If the first syllable of a new line is followed by a shad །, this needs to be replaced by a rinchen spungs shad (རིན་ཆེན་སྤུངས་ཤད་ ) ༑. Non of the current text editors acknowledges that. Each reformatting of a given text can generate illegally positioned shad ། or rinchen spungs shad ༑.

Because of these previous problems it is very difficult to finalize correctly formatted documents. The slightest change, caused for example by changing a single letter causes reformatting of pages which will most likely cause a breach of the rules mentioned above. To solve this one should run the formating macro only on the final document, or rerun it after changes are applied.

It is illegal to break a line at a tsheg ་ in the middle of a Tibetan word.

Left- and right-justification of Tibetan text works only for 'small' font sizes in OpenOffice.

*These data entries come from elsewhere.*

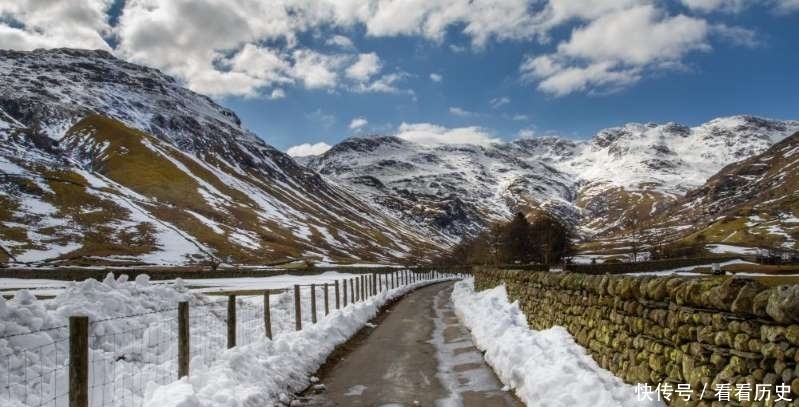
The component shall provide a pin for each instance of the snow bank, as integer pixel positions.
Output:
(545, 368)
(133, 345)
(131, 340)
(267, 372)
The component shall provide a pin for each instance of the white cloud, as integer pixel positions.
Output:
(457, 111)
(229, 47)
(341, 42)
(277, 94)
(316, 70)
(526, 133)
(366, 66)
(737, 35)
(308, 149)
(496, 103)
(358, 122)
(321, 118)
(431, 134)
(616, 50)
(786, 6)
(384, 84)
(50, 24)
(731, 6)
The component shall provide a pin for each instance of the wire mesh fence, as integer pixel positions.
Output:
(209, 337)
(36, 367)
(128, 356)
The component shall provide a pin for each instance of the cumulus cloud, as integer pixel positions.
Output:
(358, 122)
(526, 133)
(308, 149)
(366, 66)
(457, 111)
(341, 42)
(252, 47)
(496, 103)
(385, 84)
(733, 6)
(277, 94)
(321, 118)
(615, 50)
(49, 24)
(431, 134)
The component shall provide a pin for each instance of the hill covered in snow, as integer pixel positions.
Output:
(592, 184)
(106, 161)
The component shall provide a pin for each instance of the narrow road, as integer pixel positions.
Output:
(418, 355)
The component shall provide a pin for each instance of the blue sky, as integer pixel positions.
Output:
(447, 71)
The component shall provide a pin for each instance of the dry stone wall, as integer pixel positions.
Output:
(677, 330)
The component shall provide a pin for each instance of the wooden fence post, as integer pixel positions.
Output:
(297, 309)
(363, 287)
(231, 321)
(327, 301)
(313, 303)
(79, 361)
(267, 315)
(338, 300)
(183, 339)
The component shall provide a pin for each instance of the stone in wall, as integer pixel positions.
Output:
(675, 329)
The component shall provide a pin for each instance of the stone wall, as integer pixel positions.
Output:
(700, 331)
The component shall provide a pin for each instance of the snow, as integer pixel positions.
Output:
(265, 372)
(726, 248)
(542, 367)
(133, 344)
(455, 358)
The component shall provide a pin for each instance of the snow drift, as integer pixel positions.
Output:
(544, 368)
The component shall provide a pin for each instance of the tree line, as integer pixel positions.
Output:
(544, 240)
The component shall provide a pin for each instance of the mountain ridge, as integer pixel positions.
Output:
(153, 160)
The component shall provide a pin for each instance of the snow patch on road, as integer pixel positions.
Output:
(544, 368)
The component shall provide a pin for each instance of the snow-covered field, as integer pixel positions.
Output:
(544, 368)
(133, 343)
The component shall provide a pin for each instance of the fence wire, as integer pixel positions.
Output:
(36, 368)
(128, 355)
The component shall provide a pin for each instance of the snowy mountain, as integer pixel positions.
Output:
(750, 202)
(592, 184)
(103, 160)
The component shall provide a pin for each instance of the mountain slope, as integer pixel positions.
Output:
(592, 184)
(752, 202)
(103, 160)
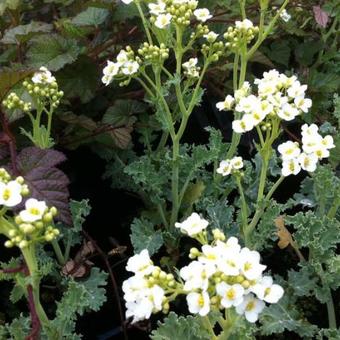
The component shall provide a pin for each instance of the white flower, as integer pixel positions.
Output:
(321, 152)
(192, 62)
(328, 142)
(288, 112)
(290, 167)
(224, 168)
(134, 288)
(231, 295)
(198, 303)
(140, 264)
(109, 71)
(308, 162)
(243, 125)
(43, 76)
(122, 57)
(163, 20)
(156, 295)
(34, 210)
(210, 255)
(130, 68)
(211, 37)
(285, 16)
(227, 104)
(10, 194)
(140, 310)
(267, 291)
(303, 104)
(250, 264)
(309, 130)
(237, 163)
(248, 104)
(158, 8)
(244, 25)
(289, 150)
(251, 307)
(230, 263)
(297, 90)
(193, 225)
(202, 14)
(196, 275)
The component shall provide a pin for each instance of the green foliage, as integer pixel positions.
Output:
(181, 328)
(52, 51)
(144, 236)
(285, 316)
(79, 297)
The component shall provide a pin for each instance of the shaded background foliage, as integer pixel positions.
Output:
(102, 129)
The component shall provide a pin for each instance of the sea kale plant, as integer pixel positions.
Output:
(220, 200)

This seems to be solved for the Linux version of OO 2.4. The formating macro solves this problem by inserting zero-wight-spaces (U+200B) after every thseg in the windows OOo version. It seems to work fine most of the time. Anyhow if the last character of the line is a non-breaking space (NBspace) it messes justification up in some cases. In order to solve this, one can replace these NBspaces with regular ones.